Ya estaba sentada en la silla, ya se aprestaba a espolear a Kelpa, cuando él se acercó y la agarró de la mano.

– Ciri. Quédate. Espera que pase el invierno…

– Llegaré al lago antes de los hielos. Y luego, si es tal y como dijiste, ya nada va a tener significado. Volveré por el telepuerto a Thanedd. A la escuela de Aretusa. A doña Rita… Vysogota… Cuánto tiempo hace de ello…

– La Torre de la Golondrina es una leyenda. Recuerda. Sólo una leyenda.

– Yo también soy sólo una leyenda -dijo con amargura-. De nacimiento. Zireael, Golondrina, Niña de la Sorpresa. Elegida. Niña del destino. Hija de la Vieja Sangre. Me voy, Vysogota. Que tengas salud.

– Que tengas salud, Ciri.

La posada en el cruce detrás de los arrabales estaba vacía. Cyprian Fripp el Joven y sus tres camaradas habían prohibido el acceso a los lugareños y espantado a los viajeros. Ellos, sin embargo, festejaban y bebían días enteros, sentados en aquel local frío y lleno de humo, que apestaba como suelen apestar las posadas en invierno, cuando no se abren las ventanas ni la puerta: a sudor, gatos, ratones, calcetines, madera de pino, de abedul, grasa, ceniza y ropa húmeda y humeante de vapor.
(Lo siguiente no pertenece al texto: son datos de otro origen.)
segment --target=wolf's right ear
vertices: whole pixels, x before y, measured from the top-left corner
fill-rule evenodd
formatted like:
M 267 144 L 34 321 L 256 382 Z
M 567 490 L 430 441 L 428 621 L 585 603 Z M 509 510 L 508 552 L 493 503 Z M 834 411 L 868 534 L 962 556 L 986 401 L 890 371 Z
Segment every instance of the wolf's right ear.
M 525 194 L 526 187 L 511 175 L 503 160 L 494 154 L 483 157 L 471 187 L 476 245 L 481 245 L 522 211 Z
– Vaya una perra suerte -repitió quizás por centésima vez Yuz Jannowitz, gemmeriano, haciendo una señal a las sirvientas para que trajeran vodka-. Así se pudra el Antillo. ¡Hacernos quedar en este pueblo de mierda! ¡Mejor irse con la patrulla por esos bosques!

– Anda que no estás tonto -le respondió Dede Vargas-. ¡Allá afuera hace un frío del copón! Yo prefiero a lo calentito. ¡Y cabe las mozas!

Le dio una palmada con ímpetu a la muchacha en la nalga. La muchacha chilló, no demasiado convincente y con evidente indiferencia. Era, la verdad sea dicha, algo retrasada. El trabajo en la posada sólo le había enseñado que si daban palmadas o pellizcaban, había que chillar.

Ya al segundo día de estar allí, Cyprian Fripp y sus compañeros se habían lanzado sobre las dos mozas de servicio. El posadero tenía miedo de protestar y las muchachas eran demasiado poco despiertas como para pensar en protestar. La vida les había enseñado ya que si una moza protesta, le pegan. Así que más razonable era esperar a que se aburrieran.